I'm sick of being all "blablalbla we're recording blablalbla" fuck what boring shit.
I know you all want to hear about what I'M DOING. Well let me tell you cuz this blog needs some intersting shit in it. Peep this. I've been working hard the last 5 years on my zine that is gonna blow your mind. It was called Carry On Pickpocket but I think i'm changing it to Ghetto Ditch Pig. Shit just has more punch!
So I'm gonna post a rough story I've been working on for the zine about this dude I keep seeing on the subway that has the biggest head i've seen. I just saw him yesterday and we made eye contact and I started laughing because I had just finished writing this and thought I'd probably never see him again. It's not cool to look at someone and start laughing (but still funny none the less) but fuck man I couldn't help myself! BLAMO! There he was, in all his glory! BIG HEAD WITH A BIG COMBOVER. God damn. Ok without further adieu - Enjooooy!

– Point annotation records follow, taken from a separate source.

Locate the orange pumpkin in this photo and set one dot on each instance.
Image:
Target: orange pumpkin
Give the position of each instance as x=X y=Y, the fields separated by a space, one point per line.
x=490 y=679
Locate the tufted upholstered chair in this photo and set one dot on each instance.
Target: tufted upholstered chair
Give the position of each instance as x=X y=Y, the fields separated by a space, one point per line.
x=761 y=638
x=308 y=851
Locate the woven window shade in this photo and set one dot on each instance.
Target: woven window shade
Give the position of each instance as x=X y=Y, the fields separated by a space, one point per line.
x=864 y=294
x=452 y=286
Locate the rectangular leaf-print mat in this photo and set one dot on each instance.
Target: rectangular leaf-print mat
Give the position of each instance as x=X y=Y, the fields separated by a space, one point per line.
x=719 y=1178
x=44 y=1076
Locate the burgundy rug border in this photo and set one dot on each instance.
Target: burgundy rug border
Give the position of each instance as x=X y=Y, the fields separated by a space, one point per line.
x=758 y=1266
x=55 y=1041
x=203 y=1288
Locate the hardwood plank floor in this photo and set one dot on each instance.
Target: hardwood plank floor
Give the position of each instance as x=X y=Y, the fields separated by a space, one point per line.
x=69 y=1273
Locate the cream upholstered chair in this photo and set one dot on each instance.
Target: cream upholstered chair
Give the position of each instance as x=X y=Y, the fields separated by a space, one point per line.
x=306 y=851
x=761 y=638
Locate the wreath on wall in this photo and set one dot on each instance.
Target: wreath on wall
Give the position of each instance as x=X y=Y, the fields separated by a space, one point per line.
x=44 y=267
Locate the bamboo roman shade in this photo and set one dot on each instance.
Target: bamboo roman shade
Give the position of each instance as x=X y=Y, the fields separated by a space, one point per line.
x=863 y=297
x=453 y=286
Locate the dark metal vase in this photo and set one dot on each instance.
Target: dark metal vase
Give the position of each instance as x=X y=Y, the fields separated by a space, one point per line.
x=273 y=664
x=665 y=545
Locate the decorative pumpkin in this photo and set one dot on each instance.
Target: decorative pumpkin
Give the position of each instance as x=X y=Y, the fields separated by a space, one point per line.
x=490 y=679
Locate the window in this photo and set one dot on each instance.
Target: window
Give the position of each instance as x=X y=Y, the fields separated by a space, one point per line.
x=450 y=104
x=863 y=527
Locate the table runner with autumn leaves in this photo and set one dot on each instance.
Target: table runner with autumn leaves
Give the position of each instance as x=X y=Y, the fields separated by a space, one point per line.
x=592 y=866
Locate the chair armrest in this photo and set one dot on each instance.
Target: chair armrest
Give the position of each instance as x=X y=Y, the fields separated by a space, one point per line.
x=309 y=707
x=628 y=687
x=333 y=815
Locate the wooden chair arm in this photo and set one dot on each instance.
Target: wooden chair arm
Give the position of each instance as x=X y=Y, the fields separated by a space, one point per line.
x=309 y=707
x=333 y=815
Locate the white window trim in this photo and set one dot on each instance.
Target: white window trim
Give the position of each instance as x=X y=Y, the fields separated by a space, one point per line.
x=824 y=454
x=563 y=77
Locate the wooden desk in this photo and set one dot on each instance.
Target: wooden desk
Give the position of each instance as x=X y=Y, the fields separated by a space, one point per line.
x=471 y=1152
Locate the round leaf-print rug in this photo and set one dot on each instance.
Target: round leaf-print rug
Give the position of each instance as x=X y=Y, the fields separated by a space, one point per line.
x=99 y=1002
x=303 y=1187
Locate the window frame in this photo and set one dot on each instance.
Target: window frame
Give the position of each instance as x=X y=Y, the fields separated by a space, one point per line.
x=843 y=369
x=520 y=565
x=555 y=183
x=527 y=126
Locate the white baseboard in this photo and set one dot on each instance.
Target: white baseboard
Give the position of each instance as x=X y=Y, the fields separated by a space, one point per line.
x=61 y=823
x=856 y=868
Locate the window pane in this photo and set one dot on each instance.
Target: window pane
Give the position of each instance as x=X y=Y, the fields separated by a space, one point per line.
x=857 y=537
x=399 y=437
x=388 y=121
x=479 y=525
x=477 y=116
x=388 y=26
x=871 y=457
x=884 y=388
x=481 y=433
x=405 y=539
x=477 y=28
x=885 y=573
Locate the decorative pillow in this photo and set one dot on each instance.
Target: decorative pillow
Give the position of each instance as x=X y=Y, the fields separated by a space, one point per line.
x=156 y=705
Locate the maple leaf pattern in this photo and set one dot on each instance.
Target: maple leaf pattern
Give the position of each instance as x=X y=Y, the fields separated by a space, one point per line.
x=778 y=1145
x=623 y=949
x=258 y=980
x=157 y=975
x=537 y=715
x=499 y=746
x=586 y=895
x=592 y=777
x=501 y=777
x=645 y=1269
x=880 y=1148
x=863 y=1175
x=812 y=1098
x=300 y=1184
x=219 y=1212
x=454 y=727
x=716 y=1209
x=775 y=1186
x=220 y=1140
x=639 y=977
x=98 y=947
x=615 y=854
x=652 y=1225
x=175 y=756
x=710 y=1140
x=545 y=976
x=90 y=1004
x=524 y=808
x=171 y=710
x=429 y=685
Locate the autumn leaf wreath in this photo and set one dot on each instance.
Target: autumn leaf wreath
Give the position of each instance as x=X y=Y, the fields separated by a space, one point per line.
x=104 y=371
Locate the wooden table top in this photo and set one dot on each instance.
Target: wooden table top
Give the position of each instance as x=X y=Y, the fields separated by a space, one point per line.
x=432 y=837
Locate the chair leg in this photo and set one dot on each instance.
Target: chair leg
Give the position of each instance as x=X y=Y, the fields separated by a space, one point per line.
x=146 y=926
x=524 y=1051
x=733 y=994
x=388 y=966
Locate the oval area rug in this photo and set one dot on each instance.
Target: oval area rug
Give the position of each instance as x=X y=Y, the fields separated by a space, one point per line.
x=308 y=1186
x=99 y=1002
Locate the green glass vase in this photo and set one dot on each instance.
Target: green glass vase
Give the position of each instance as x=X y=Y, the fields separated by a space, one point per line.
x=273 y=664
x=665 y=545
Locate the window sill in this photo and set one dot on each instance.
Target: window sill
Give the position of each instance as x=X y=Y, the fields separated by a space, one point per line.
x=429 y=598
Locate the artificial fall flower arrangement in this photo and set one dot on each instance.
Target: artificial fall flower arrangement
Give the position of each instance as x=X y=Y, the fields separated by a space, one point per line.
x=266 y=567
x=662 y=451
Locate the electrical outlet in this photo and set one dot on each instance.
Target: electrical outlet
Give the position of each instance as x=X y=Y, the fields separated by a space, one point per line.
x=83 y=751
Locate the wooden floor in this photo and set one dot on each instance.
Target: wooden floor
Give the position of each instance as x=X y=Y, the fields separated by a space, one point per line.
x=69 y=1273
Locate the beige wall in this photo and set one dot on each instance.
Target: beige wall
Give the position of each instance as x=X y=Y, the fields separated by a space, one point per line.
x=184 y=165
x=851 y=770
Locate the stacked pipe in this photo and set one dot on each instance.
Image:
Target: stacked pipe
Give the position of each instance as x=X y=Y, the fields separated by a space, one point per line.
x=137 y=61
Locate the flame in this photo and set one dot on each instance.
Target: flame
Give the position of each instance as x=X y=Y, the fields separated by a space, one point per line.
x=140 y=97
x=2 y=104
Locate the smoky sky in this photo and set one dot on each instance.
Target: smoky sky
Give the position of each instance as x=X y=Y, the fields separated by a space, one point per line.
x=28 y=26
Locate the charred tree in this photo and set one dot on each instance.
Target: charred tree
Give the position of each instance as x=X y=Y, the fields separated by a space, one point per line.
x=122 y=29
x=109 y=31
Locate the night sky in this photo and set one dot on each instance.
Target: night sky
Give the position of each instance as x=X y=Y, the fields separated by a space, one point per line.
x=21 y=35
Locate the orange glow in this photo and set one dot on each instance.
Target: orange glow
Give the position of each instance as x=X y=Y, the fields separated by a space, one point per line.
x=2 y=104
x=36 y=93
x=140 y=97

So today I saw him again. The guy. The guy that easily has the biggest head I’ve ever seen with my own two eyes. Hell, maybe even the biggest head I’ve seen with my own two eyes, on tv and in a book. I even sometimes doubt it when I look away, then think, “fuck dude, you better look again just to make sure” and dammit, sure enough, it is one massive head. I call him The Brain. This dude must be so fucking smart. Like reads three books at once, works on algarythms and thinks chess is for pussies. Then I’m starting to wonder if because his brain is so big maybe he’s psychic. And everytime I wonder if someone can read my mind I start thinking about boners. Jesus Christ. Which is total bullshit because I’m not a homo, I’m all about tits, swear to god. If this guy was so smart though, would he be wearing Velcro shoes? Maybe he’s not so smart, maybe I shouldn’t call him The Brain. But maybe HE IS SO SMART – Velcro shoes? HELLO ultimate time saver because he doesn’t have time to waste on stupid fucking shoe laces!